Our last dog (Shih Tzu) was diagnosed with heart murmur a few years before he died from old age at 16 years. We gave him Enelapril, and the murmur never increased. He was always exercised regularly with walks, all his life. The vet told me that walking was the very best thing for his heart, and to continue doing so as long as he was able. He walked one mile a day until the last year of his life, when we would go once a week because he was sooo sloooooow. He loved his walkies right up to the end.

He received Omega supplements for his skin allergies, and glucosamine for arthritis prevention. He rarely showed signs of arthritis, so I don't know if he had ot or the glucosamine/chondroitin kept it at bat.

Pat
17th October 2009, 05:57 PM
Not a silly question but a pretty common one. No, a heart murmur is ONLY a sound that a vet/doctor hears when listening to a person's or animal's heart with a stethescope (called auscultation). A heart murmur is only a symptom which would prompt the clinician to investigate further. The loudness, timing and PMI (point of maximal intensity) of the murmur can cause the vet to presume that the murmur means a particular type of heart disease. Obviously a cardiologist is better at making this presumed diagnosis. There are pages of charts in my cardiology textbook describing various types of murmurs and the associated diagnosis.
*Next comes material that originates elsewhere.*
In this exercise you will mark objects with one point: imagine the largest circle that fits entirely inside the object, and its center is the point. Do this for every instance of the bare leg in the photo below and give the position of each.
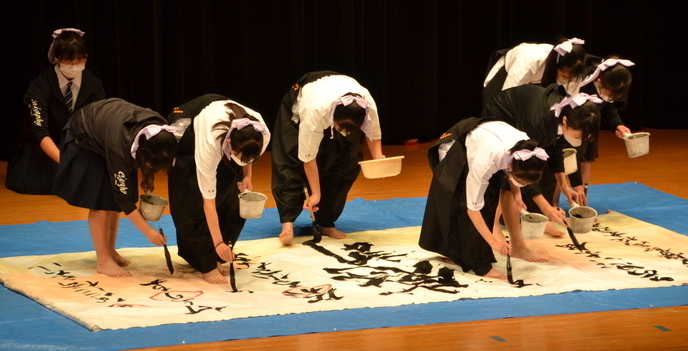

A murmur can mean many things or nothing at all. It can be an innocent flow murmur (no disease) or be a symptom of a number of congenital and acquired heart diseases - including the congenital defects patent ductus arteriosus, subaortic stenosis, atrial septal defect, mitral valve or tricuspid valve dysplasia, pulmonic stenosis, ventricular septal defect or the acquired diseases endocardiosis (what we call MVD), endocarditis (a bacterial infection of the valves), dilated cardiomyopathy (usually found in large breeds), heartworm disease, etc.

We Cavalier owners always ASSUME that a murmur means MVD (endocardiosis) because of the prevalence in our breed but that's not always the case.

I'm quite active in the yahoo group Canine CHF. We always say that a murmur or a diagnosis of CHF doesn't mean very much at all - we always get new members to find out an exact diagnosis and stage of the heart disease so that we can give appropriate advice and lead the owner to vet papers that would be helpful in their particular situation.

Your shih tzu did have MVD - I have shih tzu also and it is common in the breed in elderly dogs. But it is developed later in life and progresses more slowly and they often die at an old age of something else. (This is our goal for Cavaliers.)

Pat

waldor
17th October 2009, 06:53 PM
Pat - Thank you for the explanation of heart murmurs, etc. That helps a lot. Vet never recommended having the dog tested beyond the ultrasound, I suppose because it was a low level murmur.